The protesters' focus on international drug companies and trade rules, which allegedly prevent South Africa from manufacturing its own cheap generic drugs, will take some heat off President Thabo Mbeki and his government - under fire for obstructing treatment offers to the population, 4.2 million of which is HIV positive.

President Mbeki has also drawn criticism after mishandling the Aids crisis in his country. He has created the impression that he questions the link between HIV and Aids and that he considers AZT - one of the oldest and still most efficient weapons against the Human Immunodeficiency Virus (HIV) - too toxic for South Africans. His government has also turned down at least one offer of free HIV drugs from a pharmaceutical company.

Last night, President Mbeki used an opening ceremony address in Durban's King's Park stadium to justify his decision to convene an experts' panel - which controversially includes scientists discredited by the HIV-Aids establishment - and to underline his view that "Africa's health crisis" is rooted in poverty.

He said that after reading a 1995 World Health Organisation report on Aids in Africa, he had concluded that "we could not blame everything on a simple virus. Every African is pray to many enemies of health that interact in many ways within one human body". He listed hepatitis B, malaria, tuberculosis, HIV and Aids, syphilis and others as forming part of the African health emergency.

Mr Mbeki's aides insist that southern African economies simply cannot afford to handle the HIV-Aids emergency. But the principled approach of President Mbekiis unlikely to impress those doctors and patients dealing with the emergency now.
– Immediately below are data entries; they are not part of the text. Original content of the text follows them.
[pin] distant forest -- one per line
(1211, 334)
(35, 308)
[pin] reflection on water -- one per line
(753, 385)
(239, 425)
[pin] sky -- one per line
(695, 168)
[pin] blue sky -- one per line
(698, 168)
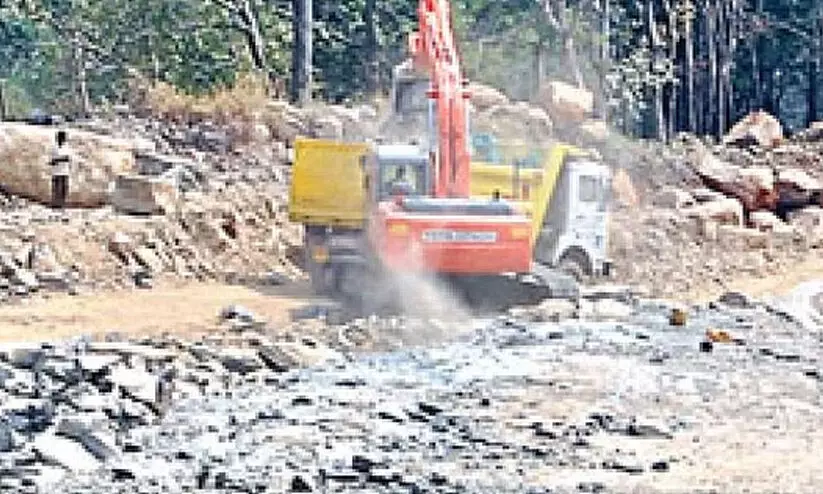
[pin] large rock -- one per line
(566, 103)
(757, 128)
(25, 152)
(138, 194)
(752, 187)
(726, 211)
(484, 97)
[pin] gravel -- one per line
(622, 403)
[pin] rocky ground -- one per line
(606, 397)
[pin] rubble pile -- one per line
(751, 207)
(243, 410)
(25, 152)
(78, 406)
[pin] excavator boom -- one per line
(434, 52)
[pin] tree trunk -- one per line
(691, 121)
(605, 57)
(671, 116)
(712, 76)
(538, 69)
(734, 26)
(814, 69)
(257, 46)
(723, 56)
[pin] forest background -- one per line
(656, 67)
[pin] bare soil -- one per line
(184, 309)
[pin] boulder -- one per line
(673, 198)
(751, 188)
(566, 103)
(765, 221)
(757, 128)
(25, 152)
(623, 189)
(798, 179)
(484, 97)
(727, 211)
(808, 218)
(138, 194)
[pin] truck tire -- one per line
(323, 279)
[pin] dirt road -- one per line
(177, 309)
(193, 308)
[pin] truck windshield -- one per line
(594, 189)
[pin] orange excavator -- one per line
(373, 211)
(435, 226)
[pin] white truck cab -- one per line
(574, 234)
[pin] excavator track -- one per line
(367, 294)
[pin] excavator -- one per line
(371, 210)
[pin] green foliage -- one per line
(199, 45)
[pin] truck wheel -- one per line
(573, 268)
(322, 279)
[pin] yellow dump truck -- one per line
(566, 197)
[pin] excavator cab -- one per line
(396, 170)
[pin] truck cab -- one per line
(388, 165)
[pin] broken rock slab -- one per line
(566, 103)
(25, 151)
(65, 452)
(673, 198)
(135, 194)
(757, 128)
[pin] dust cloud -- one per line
(431, 308)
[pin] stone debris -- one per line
(572, 401)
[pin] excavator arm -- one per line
(434, 52)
Nearly all the world's 11 million Aids orphans live in sub-Saharan Africa.

Eric Goemaere, a M(acute)edecins Sans Fronti(grave)eres doctor who runs a mother-to-child Aids project in a Cape Town township, accused the South African government of living in denial. He said: "HIV testing is widely available in this country. The best thing to do, if you are worried about HIV, is to get tested and seek counselling. These facilities are available but people do not go. I understand them.

"Why would you go and be tested if you had no chance of treatment? Some people in South Africa have been stoned to death for admitting they are HIV positive," he said.
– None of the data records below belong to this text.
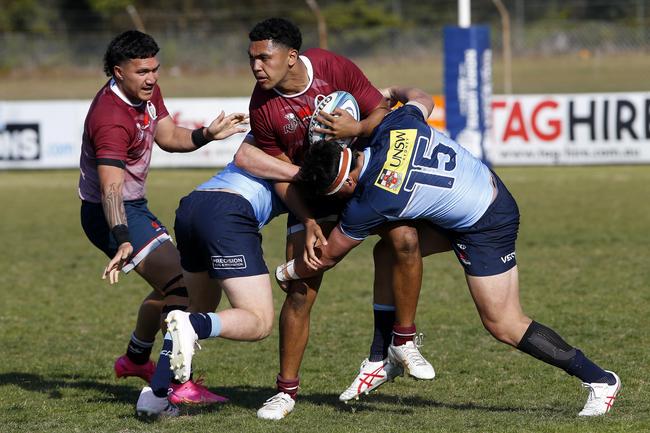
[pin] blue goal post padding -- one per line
(468, 85)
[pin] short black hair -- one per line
(128, 45)
(320, 166)
(279, 31)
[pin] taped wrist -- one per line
(121, 234)
(286, 272)
(198, 139)
(546, 345)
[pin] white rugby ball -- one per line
(327, 104)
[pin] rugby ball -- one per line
(327, 104)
Because of the cost of HIV-Aids drugs, most Africans see the virus as a certain death sentence. People who are known to be HIV-positive are sometimes thrown out by their families for being a burden. Consequently, the taboo surrounding the virus is enormous and safe-sex campaigns often do not work. .

Tina Magongwa, 39, who has known she is HIV positive since 1993, joined the march in Durban yesterday because she hoped it would lead to cheap treatments for South Africans. "A lot of people do not know that drugs exist which can make you live longer. I hope that this conference will spread the message to many people here. I think both the government and the pharmaceutical companies are to blame."

Conference details

Location: Durban, KwaZulu-Natal.Up to 25 per cent of the population is HIV-positive.
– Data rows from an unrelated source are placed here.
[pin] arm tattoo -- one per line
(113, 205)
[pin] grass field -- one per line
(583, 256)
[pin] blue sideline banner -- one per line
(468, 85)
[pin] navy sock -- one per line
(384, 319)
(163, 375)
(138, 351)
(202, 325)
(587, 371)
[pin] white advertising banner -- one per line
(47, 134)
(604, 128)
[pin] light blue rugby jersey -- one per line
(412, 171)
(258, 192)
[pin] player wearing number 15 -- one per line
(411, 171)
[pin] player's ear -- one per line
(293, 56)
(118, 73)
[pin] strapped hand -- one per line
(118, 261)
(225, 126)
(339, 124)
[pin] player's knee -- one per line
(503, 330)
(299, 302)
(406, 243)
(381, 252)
Durban's features: Major trading port.

Aids statistics: More than 90 per cent of the world's 34 million people with HIV live in the Third World

Conference slogan: Breaking the silence.

Activists' slogan: Breaking the patents (of the drug companies).

Delegates: 11,000 from Europe and the US and 1,500 Third World delegates.

Principal sponsors: Nine pharmaceutical companies including manufacturers of all the major HIV-Aids drugs.

Controversies:

More than 70 per cent of HIV-Aids activists and scientists are in the developed world and focused on treatment through expensive drugs.